SPIFFE/Istio mTLS (Pattern 5) for workload-to-workload authentication
Serialized Proto Principal (Pattern 4) for intra-cluster principal propagation
Internal JWT or API Key (Pattern 2) at the BFF for agent long-session credential exchange
Delegation chains in the proto model for full human-to-agent lineage

This combination gives: minimal per-hop latency, strong audit trails, multi-kind principal support, and the network-trust foundation to make the proto passthrough safe.

Summary

Identity propagation in microservice platforms is ultimately about choosing a trust anchor and deciding how far that trust reaches before re-verification is required. JWT passthrough puts the trust anchor everywhere. Serialized proto principal puts it at the edge — and then relies on Kubernetes and Istio to keep the interior safe.
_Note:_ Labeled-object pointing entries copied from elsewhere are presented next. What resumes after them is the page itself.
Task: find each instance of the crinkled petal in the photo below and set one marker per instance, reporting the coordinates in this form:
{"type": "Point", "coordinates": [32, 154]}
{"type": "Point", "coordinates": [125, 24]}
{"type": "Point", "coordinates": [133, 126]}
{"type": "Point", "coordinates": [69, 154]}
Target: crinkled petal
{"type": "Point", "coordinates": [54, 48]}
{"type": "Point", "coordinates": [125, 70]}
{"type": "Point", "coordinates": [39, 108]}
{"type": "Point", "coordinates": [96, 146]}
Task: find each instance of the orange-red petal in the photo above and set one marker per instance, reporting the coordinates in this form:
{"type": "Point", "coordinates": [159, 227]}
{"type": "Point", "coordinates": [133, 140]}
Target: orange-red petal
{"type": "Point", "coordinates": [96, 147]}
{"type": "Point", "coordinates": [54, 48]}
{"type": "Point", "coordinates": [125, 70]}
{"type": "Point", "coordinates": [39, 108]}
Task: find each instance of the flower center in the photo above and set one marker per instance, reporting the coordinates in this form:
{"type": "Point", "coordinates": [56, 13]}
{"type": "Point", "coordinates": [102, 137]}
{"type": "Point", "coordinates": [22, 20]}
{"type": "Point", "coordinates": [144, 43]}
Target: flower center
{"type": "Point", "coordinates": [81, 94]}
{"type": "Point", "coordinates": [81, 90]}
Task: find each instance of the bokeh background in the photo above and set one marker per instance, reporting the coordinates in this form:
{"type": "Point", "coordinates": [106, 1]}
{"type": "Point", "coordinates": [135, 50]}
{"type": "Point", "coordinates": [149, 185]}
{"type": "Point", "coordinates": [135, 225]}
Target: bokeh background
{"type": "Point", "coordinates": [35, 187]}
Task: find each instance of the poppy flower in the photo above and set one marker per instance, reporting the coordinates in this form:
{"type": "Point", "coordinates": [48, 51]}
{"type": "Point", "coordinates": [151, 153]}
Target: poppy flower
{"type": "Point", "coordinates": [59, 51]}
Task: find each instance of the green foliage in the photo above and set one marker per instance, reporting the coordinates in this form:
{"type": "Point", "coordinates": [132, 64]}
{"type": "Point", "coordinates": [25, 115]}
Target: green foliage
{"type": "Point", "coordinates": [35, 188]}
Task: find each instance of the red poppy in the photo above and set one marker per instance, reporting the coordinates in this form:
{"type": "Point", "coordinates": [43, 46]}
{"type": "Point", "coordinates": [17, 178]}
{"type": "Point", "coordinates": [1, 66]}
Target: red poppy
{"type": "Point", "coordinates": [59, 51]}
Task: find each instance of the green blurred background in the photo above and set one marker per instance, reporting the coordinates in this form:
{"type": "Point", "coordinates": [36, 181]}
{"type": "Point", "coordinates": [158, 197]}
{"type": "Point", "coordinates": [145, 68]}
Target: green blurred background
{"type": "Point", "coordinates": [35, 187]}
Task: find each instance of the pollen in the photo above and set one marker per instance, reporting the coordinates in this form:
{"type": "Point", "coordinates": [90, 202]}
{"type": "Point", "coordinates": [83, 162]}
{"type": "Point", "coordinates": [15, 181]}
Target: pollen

For AI agent platforms with Human/Agent/Service principal kinds, multi-hop delegation chains, and long-running sessions, the serialized proto principal pattern gives the best engineering trade-off: a rich, typed identity structure, near-zero per-hop cost, and full delegation auditability — as long as the operator commits to the mTLS and NetworkPolicy discipline that makes it safe.

Sources: OWASP Microservice Security Cheat Sheet (2025), Netflix Tech Blog — Edge Authentication and Token-Agnostic Identity Propagation, Uber Engineering — Solving the Agent Identity Crisis, Google Cloud — Application Layer Transport Security, SPIFFE Workload API specification, gRPC Metadata Guide.